La rivoluzione einsteiniana
Per secoli, se non millenni, si è pensato che queste leggi di conservazione fossero fondamentali e intrinseche nella struttura stessa dell'universo: erano i postulati del cosmo. Tuttavia, un certo fisico tedesco, che già nel 1905 aveva rivoluzionato 2300 anni di fisica con la sua "teoria della relatività ristretta", dieci anni più tardi, con la sua "teoria della relatività generale", dimostrò che l'energia non viene conservata in ogni caso. Così Albert Einstein demolì nuovamente i principi su cui si reggeva la fisica classica, come se fossero foglie d'autunno.
Per comprendere la contraddizione che emerge dalla teoria di Einstein è necessario breve excursus sulla storia dell’ottica: Christiaan Huygens nel 1690 pubblicò la sua teoria ondulatoria della luce, secondo cui questa era un’onda trasversale che si propagava in tutte le direzioni attraverso un mezzo chiamato “etere luminifero” che permeava l’intero cosmo; Isaac Newton pubblicò nel 1704 la sua teoria corpuscolare della luce, sostenendo che questa si comportasse come un fascio di corpuscoli, in seguito chiamati “fotoni” (dal greco, φος, luce).

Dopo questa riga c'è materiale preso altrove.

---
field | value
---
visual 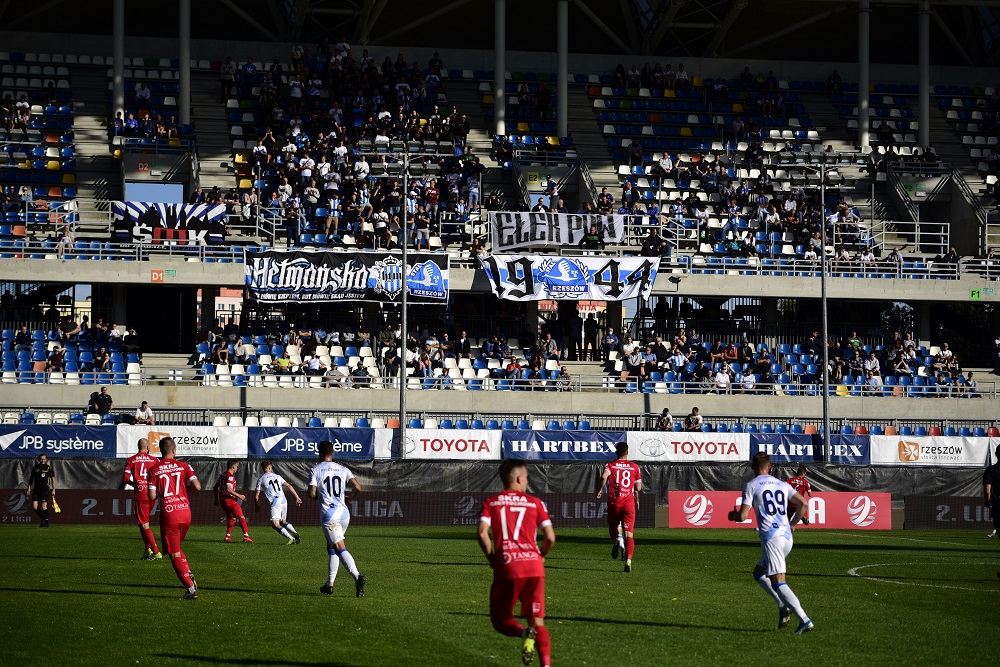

La teoria di Huygens fu rifiutata in favore di quella di Newton, che forniva una spiegazione a tutti i fenomeni allora conosciuti: tuttavia, riemerse nel 1821 con i lavori di Fresnel e Poisson per poi affermarsi completamente nel 1850.
Fu ulteriormente confermata dall’elettromagnetismo di Maxwell, che dimostrava la natura elettromagnetica della luce. Un mistero rimaneva però irrisolto: provare l’esistenza dell’”etere luminifero”, che sfuggiva a ogni misurazione. Max Planck nel 1900, per risolvere il problema della radiazione di corpo nero, teorizzò che, nonostante la luce fosse un’onda, l’energia che poteva perdere o guadagnare era “quantizzata”, cioè multipla intera di una costante fondamentale, e proporzionale alla sua frequenza. Infine Einstein nel 1905 utilizzò un’ eventuale duale natura della luce, sia onda che corpuscolo, per spiegare l’effetto fotoelettrico, dando inizio alla fisica moderna.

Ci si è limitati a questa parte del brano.